給電期間は「Start-up/ Power on / Disconnection」の 3つのフェーズで構成され、いずれも「電流」で規定されている。もちろん、電圧と組み合わせれば「電力」で規定されていることにもなる。この規定は「ペアセット」ごとに規定され、これをベースに 2ペアを合計した「総電流」を決める形になっている(図1 ペアセット 参照)。タイプとクラスの対応は「図2 クラス別給電」をご覧いただきたい。

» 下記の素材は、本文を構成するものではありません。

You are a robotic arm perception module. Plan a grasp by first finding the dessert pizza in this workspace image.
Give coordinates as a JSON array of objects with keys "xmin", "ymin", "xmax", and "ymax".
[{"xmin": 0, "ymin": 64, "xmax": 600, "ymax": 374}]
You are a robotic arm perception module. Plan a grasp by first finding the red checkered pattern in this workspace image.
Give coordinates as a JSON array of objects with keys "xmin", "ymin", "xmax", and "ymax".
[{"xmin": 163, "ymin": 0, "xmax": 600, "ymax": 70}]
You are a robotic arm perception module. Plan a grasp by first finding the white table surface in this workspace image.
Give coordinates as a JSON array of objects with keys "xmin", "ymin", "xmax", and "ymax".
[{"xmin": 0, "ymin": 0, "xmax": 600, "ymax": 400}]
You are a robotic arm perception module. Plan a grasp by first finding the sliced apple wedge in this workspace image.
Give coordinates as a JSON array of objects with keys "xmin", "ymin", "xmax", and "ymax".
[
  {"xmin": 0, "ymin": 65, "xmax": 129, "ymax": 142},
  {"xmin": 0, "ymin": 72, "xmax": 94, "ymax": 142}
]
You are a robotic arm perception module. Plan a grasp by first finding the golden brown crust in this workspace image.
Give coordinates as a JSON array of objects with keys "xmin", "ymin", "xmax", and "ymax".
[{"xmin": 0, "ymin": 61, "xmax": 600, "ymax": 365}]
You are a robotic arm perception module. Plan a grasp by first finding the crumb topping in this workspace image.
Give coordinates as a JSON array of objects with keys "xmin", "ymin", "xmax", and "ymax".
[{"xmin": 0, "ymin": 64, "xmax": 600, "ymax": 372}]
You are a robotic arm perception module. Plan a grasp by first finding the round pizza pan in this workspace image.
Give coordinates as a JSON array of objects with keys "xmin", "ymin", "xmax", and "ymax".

フェーズによる電流変化の概要は「図3 電流変化」だが、802.3bt ではタイプ別テンプレートで厳密に規定している。テンプレートは「タイプ3」と「タイプ4」で異なる。タイプ3 のテンプレートは「図4 タイプ3 電流テンプレート」、タイプ4 テンプレートは「図5 タイプ4 電流テンプレート」をご覧いただきたい。


PSE には、タイプごとに、守らなければならない上限テンプレート(Upper bound Template)と下限テンプレート(Lower bound Template)がある。上限テンプレートの目的は、PSE とケーブルを過電流から守ることだ。PSE は、電流が上限テンプレートを超える前に電力を遮断する必要がある。下限テンプレートの目的は、PSE が PoE 規格に適合する PD を確実にサポートし、平均電力やピーク電力を保証するためにある。各フェーズでの給電電流は、青の領域に収まるように動作するが、短時間であれば緑や白の領域に入ることもある。